The ₹20,000 crore fundraising plan of debt-strapped Vodafone Idea Ltd (VIL) hit the wall as the government delayed the conversion of interest on dues into equity. The telecom operator is severely in shortage of capital to make vendor payments and the 5G rollout.

In January, the board of VIL had opted to convert the interest on its dues into equity as part of the Telecom Relief Package, but the government is yet to take a call as it wants the capital from investors and banks to flow in first. It became a deadlock when public sector banks, especially SBI, paused the talks as it had no clarity on the government's plan.

The telecom service provider has been in talks with banks, for raising ₹20,000 crore as loan and equity, in addition to the equity capital of ₹5,000 crore from the promoters Aditya Birla Group and Vodafone Plc. To give confidence to the lenders, the promoters had infused around ₹5,000 crore in May. The company even made a prepayment of ₹2,700 crore short-term loan to SBI.

"The understanding was that the government would convert the interest portion into equity immediately after the promoters' capital. When the government demanded more actions like the 5G rollout and clearing pending payments, the lenders became apprehensive about the government plan. The situation has reached a level that the survival of VIL will not be possible without government support," says a banker with a PSU bank.

Fundraising remains critical for VIL's competitiveness as the telecom operator has accumulated losses to the tune of ₹1.6 lakh crore in the last four financial years. The net debt (excluding lease liabilities) stood at ₹2.2 lakh crore as of September 30—comprising of deferred spectrum payment obligations of ₹1.37 lakh crore (including ₹17,260 crore towards spectrum acquired in the recent spectrum auction and AGR liability of ₹68,590 crore that are due to the government, and debt from banks and financial institutions of ₹15,080 crore.)

The government was supposed to convert ₹16,130 crore accrued interest on deferred adjusted gross revenue (AGR) as 33% equity.
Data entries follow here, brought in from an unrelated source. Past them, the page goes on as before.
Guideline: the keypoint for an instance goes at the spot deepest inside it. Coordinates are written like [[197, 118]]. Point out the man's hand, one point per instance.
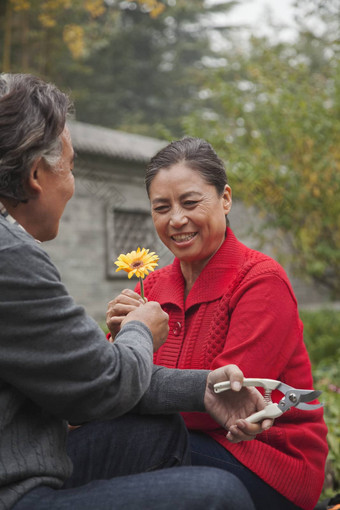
[[118, 308], [152, 315], [230, 408]]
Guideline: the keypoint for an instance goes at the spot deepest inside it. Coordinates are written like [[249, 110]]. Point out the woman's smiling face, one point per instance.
[[188, 213]]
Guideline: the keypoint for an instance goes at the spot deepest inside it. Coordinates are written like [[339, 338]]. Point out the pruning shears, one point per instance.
[[292, 398]]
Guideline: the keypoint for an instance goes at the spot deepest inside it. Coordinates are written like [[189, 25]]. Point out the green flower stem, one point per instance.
[[141, 287]]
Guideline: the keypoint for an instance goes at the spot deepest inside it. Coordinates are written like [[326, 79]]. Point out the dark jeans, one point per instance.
[[205, 451], [130, 463]]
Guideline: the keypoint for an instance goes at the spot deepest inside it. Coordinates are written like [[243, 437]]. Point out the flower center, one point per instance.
[[136, 263]]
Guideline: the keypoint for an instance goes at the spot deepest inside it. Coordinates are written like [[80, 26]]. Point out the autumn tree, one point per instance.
[[37, 32]]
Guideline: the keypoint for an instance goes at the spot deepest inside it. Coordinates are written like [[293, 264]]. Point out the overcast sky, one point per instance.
[[256, 13]]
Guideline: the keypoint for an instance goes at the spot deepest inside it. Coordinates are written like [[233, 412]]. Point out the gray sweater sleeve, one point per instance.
[[174, 390], [54, 353]]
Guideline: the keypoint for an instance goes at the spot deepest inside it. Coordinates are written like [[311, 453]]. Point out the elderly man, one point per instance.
[[56, 366]]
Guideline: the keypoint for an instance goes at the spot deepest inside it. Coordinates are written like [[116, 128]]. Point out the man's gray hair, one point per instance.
[[32, 117]]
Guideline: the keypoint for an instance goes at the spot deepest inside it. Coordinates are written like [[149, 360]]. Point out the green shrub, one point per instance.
[[322, 338]]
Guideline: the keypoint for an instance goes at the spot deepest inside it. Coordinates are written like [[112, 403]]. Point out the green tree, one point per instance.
[[146, 74], [273, 114]]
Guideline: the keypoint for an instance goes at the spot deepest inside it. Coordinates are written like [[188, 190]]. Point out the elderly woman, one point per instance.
[[229, 304]]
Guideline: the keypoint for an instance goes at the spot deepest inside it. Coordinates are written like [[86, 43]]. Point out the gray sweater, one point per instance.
[[57, 366]]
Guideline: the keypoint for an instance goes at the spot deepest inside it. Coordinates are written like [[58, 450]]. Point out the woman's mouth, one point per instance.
[[183, 238]]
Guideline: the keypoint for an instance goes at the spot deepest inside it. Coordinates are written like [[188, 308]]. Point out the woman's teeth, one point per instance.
[[180, 238]]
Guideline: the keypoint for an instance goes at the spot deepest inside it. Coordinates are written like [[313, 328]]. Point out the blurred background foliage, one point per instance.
[[269, 106]]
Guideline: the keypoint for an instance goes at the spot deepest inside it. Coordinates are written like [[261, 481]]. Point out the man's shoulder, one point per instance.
[[11, 234]]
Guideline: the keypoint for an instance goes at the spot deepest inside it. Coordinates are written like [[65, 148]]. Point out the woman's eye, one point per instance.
[[161, 208]]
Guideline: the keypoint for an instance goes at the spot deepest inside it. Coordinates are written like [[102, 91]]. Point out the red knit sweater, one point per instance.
[[242, 310]]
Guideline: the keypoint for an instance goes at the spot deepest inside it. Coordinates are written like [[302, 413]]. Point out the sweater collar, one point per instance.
[[212, 282]]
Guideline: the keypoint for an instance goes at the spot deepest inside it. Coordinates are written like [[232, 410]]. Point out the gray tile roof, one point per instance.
[[113, 143]]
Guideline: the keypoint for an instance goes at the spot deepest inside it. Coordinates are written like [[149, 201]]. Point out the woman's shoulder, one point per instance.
[[158, 276]]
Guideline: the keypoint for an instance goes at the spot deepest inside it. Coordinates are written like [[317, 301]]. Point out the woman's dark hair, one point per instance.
[[197, 155], [32, 117]]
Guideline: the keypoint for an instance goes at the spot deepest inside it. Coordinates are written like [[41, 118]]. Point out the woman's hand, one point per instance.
[[118, 308], [230, 408]]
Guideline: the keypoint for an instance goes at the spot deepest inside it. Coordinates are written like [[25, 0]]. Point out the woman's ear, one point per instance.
[[227, 200]]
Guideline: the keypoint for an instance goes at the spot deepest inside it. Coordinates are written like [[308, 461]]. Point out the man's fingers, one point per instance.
[[228, 373]]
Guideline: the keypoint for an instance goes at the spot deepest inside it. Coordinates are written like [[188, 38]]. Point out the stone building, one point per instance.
[[109, 215]]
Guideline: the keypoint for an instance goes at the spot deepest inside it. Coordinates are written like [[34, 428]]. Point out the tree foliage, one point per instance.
[[130, 65], [32, 24], [273, 114]]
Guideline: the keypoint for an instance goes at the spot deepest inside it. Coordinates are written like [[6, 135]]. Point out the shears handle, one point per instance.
[[270, 411], [269, 384]]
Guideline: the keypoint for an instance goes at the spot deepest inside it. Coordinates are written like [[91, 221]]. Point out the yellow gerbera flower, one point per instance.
[[137, 263]]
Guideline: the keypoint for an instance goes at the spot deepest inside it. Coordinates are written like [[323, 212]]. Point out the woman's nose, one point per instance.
[[178, 219]]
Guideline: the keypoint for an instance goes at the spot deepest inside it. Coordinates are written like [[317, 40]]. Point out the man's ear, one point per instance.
[[35, 179], [227, 200]]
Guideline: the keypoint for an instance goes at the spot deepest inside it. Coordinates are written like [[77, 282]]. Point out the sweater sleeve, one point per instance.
[[55, 354], [174, 390], [265, 332]]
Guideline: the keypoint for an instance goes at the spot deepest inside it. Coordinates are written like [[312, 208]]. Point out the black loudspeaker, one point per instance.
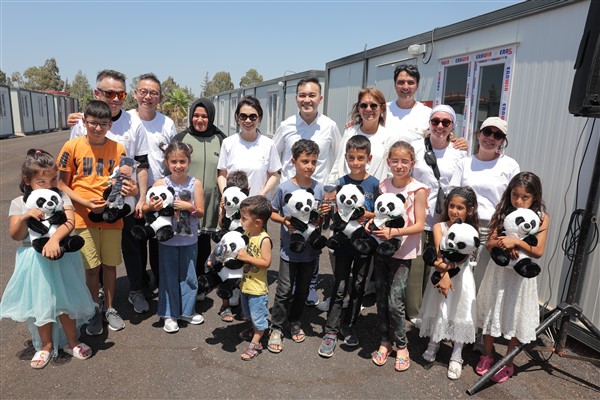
[[585, 94]]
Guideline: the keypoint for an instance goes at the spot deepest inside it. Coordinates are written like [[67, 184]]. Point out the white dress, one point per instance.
[[451, 318], [507, 304]]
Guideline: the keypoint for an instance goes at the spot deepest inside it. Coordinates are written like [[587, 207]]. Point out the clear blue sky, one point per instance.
[[187, 39]]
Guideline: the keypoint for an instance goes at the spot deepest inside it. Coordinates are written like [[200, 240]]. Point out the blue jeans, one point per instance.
[[255, 308], [391, 276], [178, 283]]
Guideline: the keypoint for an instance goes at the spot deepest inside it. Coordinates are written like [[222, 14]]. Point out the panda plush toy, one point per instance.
[[223, 269], [232, 198], [302, 208], [157, 223], [524, 224], [456, 246], [117, 205], [389, 213], [350, 201], [50, 202]]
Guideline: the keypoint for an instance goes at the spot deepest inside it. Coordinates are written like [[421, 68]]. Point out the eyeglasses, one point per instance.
[[95, 124], [372, 106], [395, 161], [487, 132], [113, 95], [436, 121], [252, 117], [144, 93]]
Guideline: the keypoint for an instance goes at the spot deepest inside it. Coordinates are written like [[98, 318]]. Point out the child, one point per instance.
[[238, 179], [391, 273], [294, 268], [42, 289], [347, 259], [502, 290], [448, 311], [85, 166], [178, 284], [255, 211]]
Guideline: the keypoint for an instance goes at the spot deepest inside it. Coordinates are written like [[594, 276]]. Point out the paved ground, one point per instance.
[[142, 361]]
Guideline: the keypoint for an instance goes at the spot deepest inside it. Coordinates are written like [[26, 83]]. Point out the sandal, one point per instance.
[[43, 356], [402, 363], [252, 351], [246, 334], [297, 333], [226, 314], [379, 357], [82, 351], [275, 339]]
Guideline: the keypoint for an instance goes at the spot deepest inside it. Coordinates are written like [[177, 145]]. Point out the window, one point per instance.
[[477, 86]]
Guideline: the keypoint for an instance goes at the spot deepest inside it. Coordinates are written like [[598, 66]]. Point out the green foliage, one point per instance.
[[252, 76], [46, 77]]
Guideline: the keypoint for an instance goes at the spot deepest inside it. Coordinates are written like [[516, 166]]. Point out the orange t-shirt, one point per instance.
[[89, 168]]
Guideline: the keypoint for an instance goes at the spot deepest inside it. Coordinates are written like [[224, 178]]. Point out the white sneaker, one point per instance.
[[171, 325], [195, 319], [235, 298]]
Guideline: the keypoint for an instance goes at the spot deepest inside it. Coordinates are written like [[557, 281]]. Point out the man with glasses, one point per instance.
[[309, 124], [160, 130], [129, 131]]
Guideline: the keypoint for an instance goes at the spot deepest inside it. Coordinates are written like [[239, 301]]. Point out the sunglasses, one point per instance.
[[372, 106], [487, 132], [436, 121], [113, 95], [252, 117]]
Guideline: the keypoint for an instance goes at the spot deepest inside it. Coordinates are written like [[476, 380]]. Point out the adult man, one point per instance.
[[128, 130], [160, 130], [308, 123]]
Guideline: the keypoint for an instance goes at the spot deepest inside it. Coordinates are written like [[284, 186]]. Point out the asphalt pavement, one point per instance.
[[142, 361]]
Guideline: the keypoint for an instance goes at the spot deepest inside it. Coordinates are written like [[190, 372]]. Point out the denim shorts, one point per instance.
[[255, 308]]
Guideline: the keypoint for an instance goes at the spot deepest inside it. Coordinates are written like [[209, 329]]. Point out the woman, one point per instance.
[[205, 138], [250, 151], [368, 117], [488, 172]]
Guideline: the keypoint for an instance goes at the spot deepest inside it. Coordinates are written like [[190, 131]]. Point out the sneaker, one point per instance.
[[324, 305], [484, 365], [235, 298], [171, 325], [328, 345], [350, 338], [94, 327], [138, 301], [195, 319], [114, 320]]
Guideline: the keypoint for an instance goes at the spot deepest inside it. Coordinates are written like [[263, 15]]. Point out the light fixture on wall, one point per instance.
[[417, 49]]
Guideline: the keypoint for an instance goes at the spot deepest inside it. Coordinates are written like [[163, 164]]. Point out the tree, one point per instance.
[[252, 76], [221, 82], [46, 77]]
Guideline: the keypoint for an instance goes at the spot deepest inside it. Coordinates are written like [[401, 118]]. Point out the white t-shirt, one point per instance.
[[488, 179], [254, 158], [446, 160], [159, 131], [127, 130], [323, 131], [380, 144]]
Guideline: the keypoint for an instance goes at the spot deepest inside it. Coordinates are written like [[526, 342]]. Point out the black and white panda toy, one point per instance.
[[158, 223], [232, 198], [389, 213], [222, 265], [302, 208], [350, 201], [524, 224], [456, 246], [50, 202]]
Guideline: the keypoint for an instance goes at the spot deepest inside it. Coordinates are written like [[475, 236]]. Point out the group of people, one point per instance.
[[401, 147]]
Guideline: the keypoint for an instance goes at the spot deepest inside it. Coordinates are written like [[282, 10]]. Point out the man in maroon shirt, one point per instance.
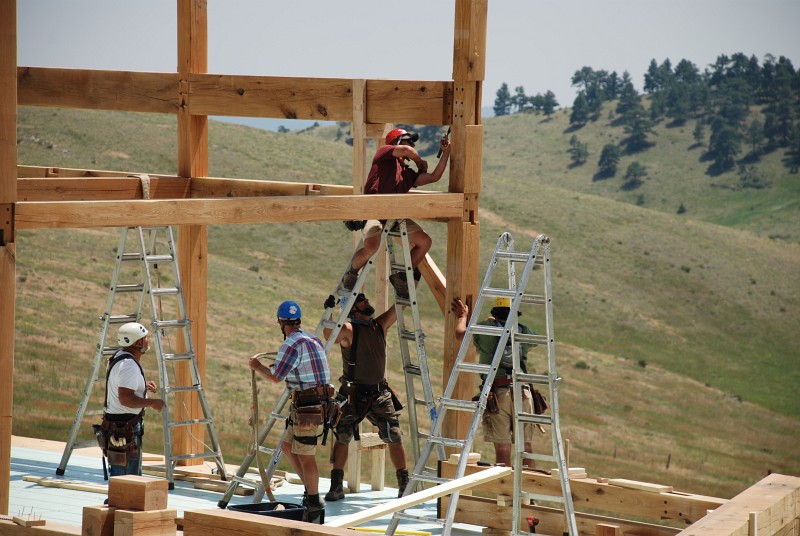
[[390, 174]]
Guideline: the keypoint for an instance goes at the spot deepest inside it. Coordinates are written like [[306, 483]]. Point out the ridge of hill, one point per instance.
[[676, 337]]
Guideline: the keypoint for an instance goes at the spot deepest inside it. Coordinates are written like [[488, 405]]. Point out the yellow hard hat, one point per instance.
[[502, 302]]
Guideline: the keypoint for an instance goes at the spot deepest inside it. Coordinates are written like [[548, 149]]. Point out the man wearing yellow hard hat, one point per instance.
[[498, 419]]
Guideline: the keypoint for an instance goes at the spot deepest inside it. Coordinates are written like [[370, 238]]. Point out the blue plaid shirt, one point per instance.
[[302, 362]]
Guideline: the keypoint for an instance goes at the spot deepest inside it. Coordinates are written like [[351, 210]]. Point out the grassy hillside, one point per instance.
[[675, 335]]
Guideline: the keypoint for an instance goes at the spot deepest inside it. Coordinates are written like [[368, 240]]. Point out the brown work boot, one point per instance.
[[398, 281], [402, 481], [336, 492]]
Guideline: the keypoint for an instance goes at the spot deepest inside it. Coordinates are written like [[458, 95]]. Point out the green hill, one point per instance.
[[676, 334]]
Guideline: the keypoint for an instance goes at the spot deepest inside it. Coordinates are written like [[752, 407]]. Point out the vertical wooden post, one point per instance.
[[463, 235], [192, 239], [8, 197]]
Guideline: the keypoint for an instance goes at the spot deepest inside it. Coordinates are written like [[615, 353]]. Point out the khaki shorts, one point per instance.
[[374, 227], [309, 431], [499, 427]]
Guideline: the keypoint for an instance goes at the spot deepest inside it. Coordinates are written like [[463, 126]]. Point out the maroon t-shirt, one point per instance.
[[388, 174]]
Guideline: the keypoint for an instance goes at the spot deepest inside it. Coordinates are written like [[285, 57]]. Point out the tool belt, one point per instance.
[[116, 436], [313, 407]]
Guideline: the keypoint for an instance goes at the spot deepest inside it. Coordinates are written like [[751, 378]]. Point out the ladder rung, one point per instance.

It would have made the government the single largest shareholder in the company. VIL has been in talks with multiple lenders to raise ₹20,000 crore via a mix of debt and equity, for its capital expenditure, 5G rollout and vendor payments. The banks stopped the discussions after the delay from the government's side.

After announcing the second quarter financial results, Akshaya Moondra, CEO, VIL, said the company added 4G subscribers on the back of superior data and voice experience offered by Vi GIGAnet. "In the recently held Indian mobile conference (IMC), we showcased a wide range of 5G offerings for our enterprise and consumers on the Vi 5G Live network," he said.

The board has recently approved the issuance of Optionally Convertible Debentures amounting to ₹1,600 crore to ATC India. "We continue to remain engaged with our lenders and investors for further fundraising to make required investments for network expansion and 5G rollout," he added.

The average revenue per user (ARPU) improved by 2% to ₹131 in the second quarter, compared to ₹128 in the first quarter. On a year-on-year basis, ARPU witnessed strong growth of 19.5% aided by tariff hikes and migration of subscribers to unlimited plans. The subscriber base declined to 234.4 million vis-à-vis 240.4 million in the first quarter. However, the 4G subscriber base continued to grow and with 1.5 million 4G customers added in Q2. The 4G subscriber base stood at 120.6 million in September.